# Uber's Uninsured Motorist Coverage



## Flatlander46 (Nov 19, 2016)

Where can I get confirmation that Uber's uninsured motorist coverage covers me as well as my passengers? I've seen an Uber newsroom article that says this, but I'd like some official confirmation, such as a copy of the policy or something equally official.


----------



## SEAL Team 5 (Dec 19, 2015)

Flatlander46 said:


> Where can I get confirmation that Uber's uninsured motorist coverage covers me as well as my passengers? I've seen an Uber newsroom article that says this, but I'd like some official confirmation, such as a copy of the policy or something equally official.


You'll get confirmation when you need it. It will be an email confirming either that they might or might not cover your peril.


----------



## Flatlander46 (Nov 19, 2016)

SEAL Team 5 said:


> You'll get confirmation when you need it. It will be an email confirming either that they might or might not cover your peril.


Well, thanks, but I'd rather have it BEFORE I need it.


----------



## 60000_TaxiFares (Dec 3, 2015)

Flatlander46 said:


> Where can I get confirmation that Uber's uninsured motorist coverage covers me as well as my passengers? I've seen an Uber newsroom article that says this, but I'd like some official confirmation, such as a copy of the policy or something equally official.


Good luck with that. Perhaps read the James River Policy but that varies by state.

Was in an accident long time ago in a taxi with commercial policy. Turned out that in Ohio it is illegal to write and uninsured/underinsured motorist or perhaps a vehicle policy at all that doesn't cover the driver.

This may vary by state. Found out from phone call to state insurance board back then.

Theoretically then, if this is still the case, in stage II and III one is covered under the underinsured motorist provisions Uber-James River detail in Ohio. Once again, your state may or may not vary.

Of course, you have found out if your personal vehicle insurance *will not drop you* for TNC rideshare yes?

In addition *have TNC endorsement* from the few companies in most states (if any) that write them, Yes? Some endorsements extend your personal uninsured /underinsured motorist coverage to rideshare in stage 1 and 2.

In many , if not all* underinsured motorist policies your personal auto *covers you as a *pedestrian*, or while *riding in another vehicle*. Perhaps *while driving another vehicle also*. Whether it covers you while employed by self or others driving may depend on state or policy details.

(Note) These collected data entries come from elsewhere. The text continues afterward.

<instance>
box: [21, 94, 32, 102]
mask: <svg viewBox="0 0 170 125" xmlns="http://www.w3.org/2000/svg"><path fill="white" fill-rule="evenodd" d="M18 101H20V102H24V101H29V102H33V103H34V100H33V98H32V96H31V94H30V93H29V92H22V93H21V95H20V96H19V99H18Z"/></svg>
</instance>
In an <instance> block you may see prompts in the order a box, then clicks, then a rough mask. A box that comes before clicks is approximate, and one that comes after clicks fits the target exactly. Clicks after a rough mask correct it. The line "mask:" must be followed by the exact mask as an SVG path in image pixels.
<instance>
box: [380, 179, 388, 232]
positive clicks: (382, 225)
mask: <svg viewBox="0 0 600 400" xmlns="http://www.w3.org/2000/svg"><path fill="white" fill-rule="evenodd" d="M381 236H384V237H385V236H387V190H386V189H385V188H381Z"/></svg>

Mine *covered me while driving a cab* which may vary by state or individual policy. In my case close reading of the policy showed that coverage while employed (self). This may have been specific to that personal auto policy from Progressive at that time, or common to many or all in the state of Ohio.

*Uber is so helpful* with *minor issues such as insurance*.... You get to find out about it from places like this as grades schoolers learn about the birds and bees.

Actually, *you ask too many questions*. Especially insurance. _Just sign up and shut up_ and start collecting $1.65 tips from each fare for the management.

Stay Safe

CC


----------